A key consideration may be that a force majeure event in one contract may well not be a force majeure event in another contract. This could – leave a party stuck in the middle: required to mitigate in one contract, but without the necessary tools to so do in another related contract.

Notice requirements – parties must consider whether prompt notification is a contractual condition precedent to relief or not. If notice isn’t served correctly, the party seeking to rely on force majeure cannot claim relief – and in these circumstances a generic notice won’t help. If both parties to a contract want to rely on force majeure, both parties must serve a valid notice that complies with the requirements in the contract. 

Consequences – in most contracts, establishing force majeure will lead to relief from performance, avoiding the risk of a default termination. For those contracts with specific target dates - such as committed obligations and rolling stock manufacture milestones - an extension of time to those target dates is typically also available. If a party serves a notice of a force majeure, only those obligations that cannot be performed as a consequence of the force majeure event are suspended and not the whole contract. This means a party will be required to keep performing other obligations not affected by the force majeure event. Remember – a force majeure notice only works to suspend the performance of the notifying party. If other parties also wish to have their obligations suspended, separate notices will be required.

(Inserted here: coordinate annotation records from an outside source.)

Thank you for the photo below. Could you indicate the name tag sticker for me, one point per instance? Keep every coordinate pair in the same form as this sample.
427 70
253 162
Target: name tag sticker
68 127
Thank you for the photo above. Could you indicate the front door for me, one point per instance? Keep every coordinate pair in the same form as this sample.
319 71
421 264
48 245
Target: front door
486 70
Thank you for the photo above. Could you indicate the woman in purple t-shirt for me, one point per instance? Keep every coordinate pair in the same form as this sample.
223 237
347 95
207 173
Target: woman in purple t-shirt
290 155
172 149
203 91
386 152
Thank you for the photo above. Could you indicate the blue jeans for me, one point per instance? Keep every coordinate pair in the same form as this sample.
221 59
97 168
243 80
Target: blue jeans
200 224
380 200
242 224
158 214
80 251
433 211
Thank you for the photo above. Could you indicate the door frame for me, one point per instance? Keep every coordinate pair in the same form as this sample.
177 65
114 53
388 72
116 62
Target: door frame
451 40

Commonly, parties bear their own costs arising from any force majeure delay but there are exceptions where compensation may be payable after a certain duration and/or for certain costs from one party to another. In the rail industry these tend to be limited and so an on-going force majeure event can lead to significant financial impact for all of the parties involved.

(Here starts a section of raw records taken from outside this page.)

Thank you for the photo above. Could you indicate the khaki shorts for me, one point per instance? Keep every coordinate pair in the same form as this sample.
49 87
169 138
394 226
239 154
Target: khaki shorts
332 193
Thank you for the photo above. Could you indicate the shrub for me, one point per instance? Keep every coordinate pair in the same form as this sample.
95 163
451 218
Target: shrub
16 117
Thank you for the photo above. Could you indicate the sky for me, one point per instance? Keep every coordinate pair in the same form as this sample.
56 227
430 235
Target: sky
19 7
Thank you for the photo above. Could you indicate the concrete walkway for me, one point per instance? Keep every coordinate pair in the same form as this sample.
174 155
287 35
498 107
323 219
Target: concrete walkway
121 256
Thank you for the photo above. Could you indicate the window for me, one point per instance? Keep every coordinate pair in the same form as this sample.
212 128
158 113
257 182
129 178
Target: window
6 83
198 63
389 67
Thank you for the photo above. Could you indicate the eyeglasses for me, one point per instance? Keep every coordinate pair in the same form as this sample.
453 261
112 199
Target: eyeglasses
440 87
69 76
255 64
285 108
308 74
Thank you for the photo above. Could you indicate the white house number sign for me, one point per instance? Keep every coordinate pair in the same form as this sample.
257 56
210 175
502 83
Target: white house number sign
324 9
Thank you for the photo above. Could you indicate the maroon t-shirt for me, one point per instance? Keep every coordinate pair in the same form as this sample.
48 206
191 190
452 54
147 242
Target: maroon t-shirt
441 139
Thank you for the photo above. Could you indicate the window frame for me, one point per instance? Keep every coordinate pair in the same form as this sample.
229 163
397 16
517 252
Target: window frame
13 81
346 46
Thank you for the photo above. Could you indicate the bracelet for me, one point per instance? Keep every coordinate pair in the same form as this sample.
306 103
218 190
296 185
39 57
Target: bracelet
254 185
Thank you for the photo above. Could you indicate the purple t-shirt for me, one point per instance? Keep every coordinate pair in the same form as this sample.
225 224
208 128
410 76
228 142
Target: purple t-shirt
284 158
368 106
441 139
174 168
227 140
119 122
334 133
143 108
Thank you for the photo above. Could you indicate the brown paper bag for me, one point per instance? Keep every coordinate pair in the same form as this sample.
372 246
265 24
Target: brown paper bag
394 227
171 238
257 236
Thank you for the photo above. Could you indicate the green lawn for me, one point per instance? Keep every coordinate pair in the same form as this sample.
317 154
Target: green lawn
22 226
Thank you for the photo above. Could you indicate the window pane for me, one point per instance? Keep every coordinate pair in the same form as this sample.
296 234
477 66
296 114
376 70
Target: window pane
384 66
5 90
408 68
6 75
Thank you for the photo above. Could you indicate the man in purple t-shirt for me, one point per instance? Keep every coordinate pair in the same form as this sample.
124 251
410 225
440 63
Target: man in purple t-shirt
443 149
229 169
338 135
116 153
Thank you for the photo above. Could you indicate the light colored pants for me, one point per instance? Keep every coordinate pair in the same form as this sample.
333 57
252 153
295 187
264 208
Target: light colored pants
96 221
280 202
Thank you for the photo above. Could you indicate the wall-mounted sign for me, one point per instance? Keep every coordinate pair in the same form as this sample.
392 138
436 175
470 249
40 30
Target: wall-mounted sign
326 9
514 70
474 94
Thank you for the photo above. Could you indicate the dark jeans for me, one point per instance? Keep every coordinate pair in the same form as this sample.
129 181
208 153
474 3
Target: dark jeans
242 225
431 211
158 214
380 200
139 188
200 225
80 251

Extended periods of force majeure can lead to a right for one or more parties to terminate the contract. If the parties do not wish this to happen it is important to engage in discussions sooner rather than close to the deadline. It may be preferable for these to be held on a “without prejudice” basis. 

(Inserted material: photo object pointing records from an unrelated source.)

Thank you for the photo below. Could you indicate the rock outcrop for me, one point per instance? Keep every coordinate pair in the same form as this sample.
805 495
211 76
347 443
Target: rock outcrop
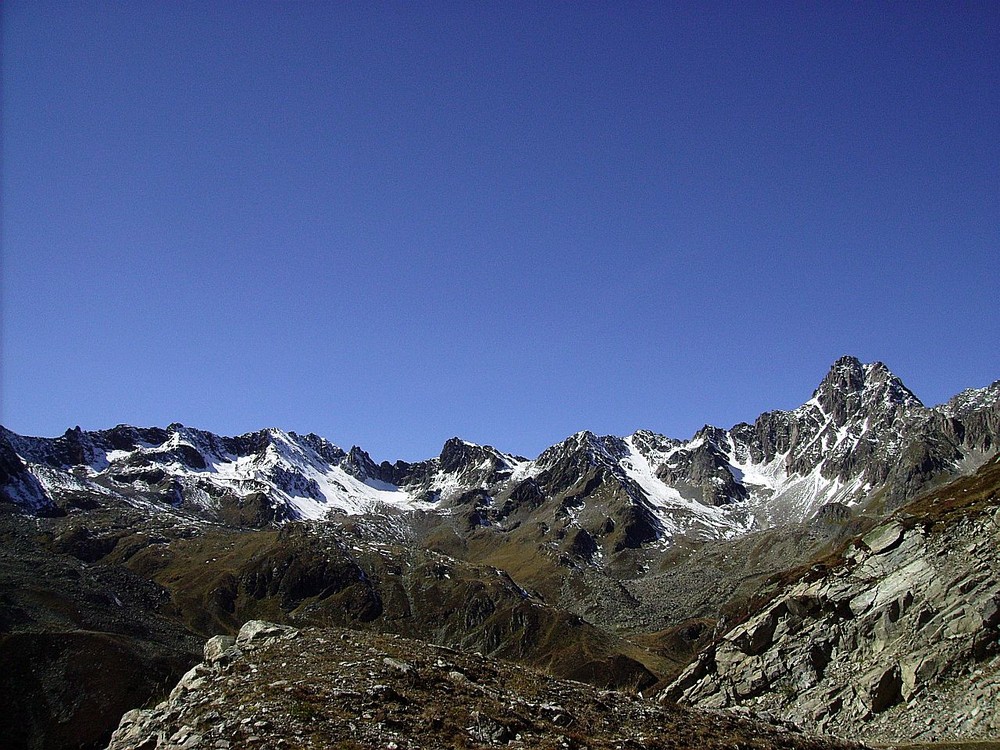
274 686
898 638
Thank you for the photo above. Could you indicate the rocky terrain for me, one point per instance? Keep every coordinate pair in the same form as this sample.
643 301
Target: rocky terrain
274 686
761 561
896 636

Practical steps - Parties seeking to rely on a force majeure clause should follow the following practical steps:

  • Consider in detail the precise wording of the force majeure clause, the contract as a whole and the circumstances that have arisen. Determining whether performance is excused by a force majeure clause (and to what extent) can be a difficult and is a highly fact-sensitive exercise.
     
  • Explore alternative means of performing, reducing delay, or minimising any loss to the other party. This may require considering alternative suppliers, or alternative methods of delivery, even if at higher cost.
     
  • Serve any notices as required under the contract, as soon as possible and in accordance with the notice provisions. Consider carefully what event or circumstance you allege constitutes the force majeure event, taking into account the wording of the clause and the timescales required for service of notice: the outbreak of COVID-19 itself, or subsequent government restrictions put in place.
     
  • Do not attempt to rely on increased costs to excuse non‑performance or delay, as this will not usually be sufficient.
     
  • Keep a documentary record, particularly of: why performance was impossible, hindered or delayed as the case may be; the steps taken to find alternatives and mitigate loss; and the service of any notices.